July 08, 2012
July 08, 2012
A 24-year-old al-Qaeda suspect has been detained by British authorities near the venue for the upcoming London Olympics Games.
Already strictly banned from the area by the Home Secretary in April, the man, who is originally Somalian and only identified as CF was caught after having traveled five times in a single day, on a train line that passes through the Olympic Park, Britain’s the Daily Mail reported.
CF is said to have been involved in numerous terrorist activists including fighting for the al-Qaeda-linked al-Shabab militants in Somalia and allegedly attempting several times to travel to Afghanistan to receive terrorist training.

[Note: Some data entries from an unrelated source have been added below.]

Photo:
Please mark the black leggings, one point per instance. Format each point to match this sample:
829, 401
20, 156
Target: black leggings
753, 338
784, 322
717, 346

CF is also believed to be linked to a group of six British nationals who received training and instructions from Saleh Nabhan, an al-Qaeda leader killed in a U.S. navy raid in 2009.
According to the Daily Mail, British authorities believe that CF could be a potential suicide bomber and has tried to recruit Britons to his cause.

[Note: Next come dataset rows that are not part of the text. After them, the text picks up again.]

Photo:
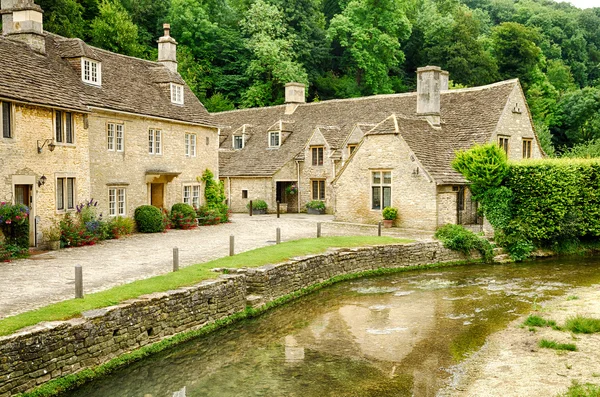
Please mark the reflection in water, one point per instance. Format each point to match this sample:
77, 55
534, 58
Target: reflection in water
385, 336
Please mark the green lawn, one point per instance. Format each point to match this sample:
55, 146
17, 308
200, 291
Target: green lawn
187, 276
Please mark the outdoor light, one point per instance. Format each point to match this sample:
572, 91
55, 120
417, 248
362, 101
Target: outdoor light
50, 143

Court documents have shown that the Home Office warned that CF wanted to re-engage in terrorism-related activities, either in the UK or Somalia ? ”and is ‘determined to continue to adhere to his Islamist extremist agenda’.”

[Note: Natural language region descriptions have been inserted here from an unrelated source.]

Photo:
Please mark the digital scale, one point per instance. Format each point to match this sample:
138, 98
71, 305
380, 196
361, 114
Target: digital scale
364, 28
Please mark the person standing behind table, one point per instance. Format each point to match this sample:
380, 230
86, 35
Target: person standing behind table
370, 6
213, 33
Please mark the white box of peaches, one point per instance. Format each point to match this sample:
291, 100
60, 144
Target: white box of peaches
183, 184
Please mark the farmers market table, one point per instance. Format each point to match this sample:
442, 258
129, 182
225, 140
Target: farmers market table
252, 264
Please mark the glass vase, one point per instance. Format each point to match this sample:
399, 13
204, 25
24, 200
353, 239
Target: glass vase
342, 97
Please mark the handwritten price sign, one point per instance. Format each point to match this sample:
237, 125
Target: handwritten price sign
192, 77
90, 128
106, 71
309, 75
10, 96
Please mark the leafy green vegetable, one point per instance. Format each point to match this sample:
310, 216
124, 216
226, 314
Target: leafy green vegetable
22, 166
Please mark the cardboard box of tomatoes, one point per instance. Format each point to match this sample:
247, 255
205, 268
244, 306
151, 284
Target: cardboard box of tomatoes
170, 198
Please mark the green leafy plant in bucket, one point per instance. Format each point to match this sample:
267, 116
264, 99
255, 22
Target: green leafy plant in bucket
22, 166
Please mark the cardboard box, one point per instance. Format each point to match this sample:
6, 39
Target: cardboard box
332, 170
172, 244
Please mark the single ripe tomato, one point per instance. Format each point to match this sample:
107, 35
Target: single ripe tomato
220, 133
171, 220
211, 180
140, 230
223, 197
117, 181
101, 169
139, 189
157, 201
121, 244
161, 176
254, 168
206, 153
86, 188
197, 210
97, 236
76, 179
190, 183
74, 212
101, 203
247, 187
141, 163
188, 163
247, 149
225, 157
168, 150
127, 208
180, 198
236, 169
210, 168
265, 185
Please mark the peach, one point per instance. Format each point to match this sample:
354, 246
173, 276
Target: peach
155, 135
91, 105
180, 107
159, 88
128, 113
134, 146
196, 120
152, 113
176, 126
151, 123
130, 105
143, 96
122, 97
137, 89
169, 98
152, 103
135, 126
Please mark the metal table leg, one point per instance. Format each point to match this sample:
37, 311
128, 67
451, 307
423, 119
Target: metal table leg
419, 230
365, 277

CF’s detention is the most serious security alert yet to hit the Olympic Park just weeks before the international games.
The fact that he managed to get so close to the Olympic venue has raised questions on the level of security Britain had planned to put in place during the Olympic Games this summer.
Ever since CF’s arrest last month British authorities have reinforced their determination in cracking down on potential threats to the Olympic Games set to start on July 27.
The latest security scare comes less than a month after two Muslim converts were arrested on suspicion of plotting an attack on the Olympic canoeing venue in Waltham Abbey, Essex. The men were detained after being seen acting suspiciously in a dinghy at the sporting location on the River Lea.
And only week 14 people were arrested on two separate anti-terrorist raids.
In February over 2,500 emergency services personnel and civil servants took part in a drill which simulated a terrorist attack on London’s transport network during the Olympic Games.
The Olympics have traditionally been peaceful sportsmanship events save two incidents of violence: a bomb attack in Atlanta in 1996 which killed two people and injured as many as 200 and the attack in Munich in 1972 in which Palestinian militants killed two Israeli athletes, took nine hostage before a gun fight in which all hostages and five of the hostage-takers were killed.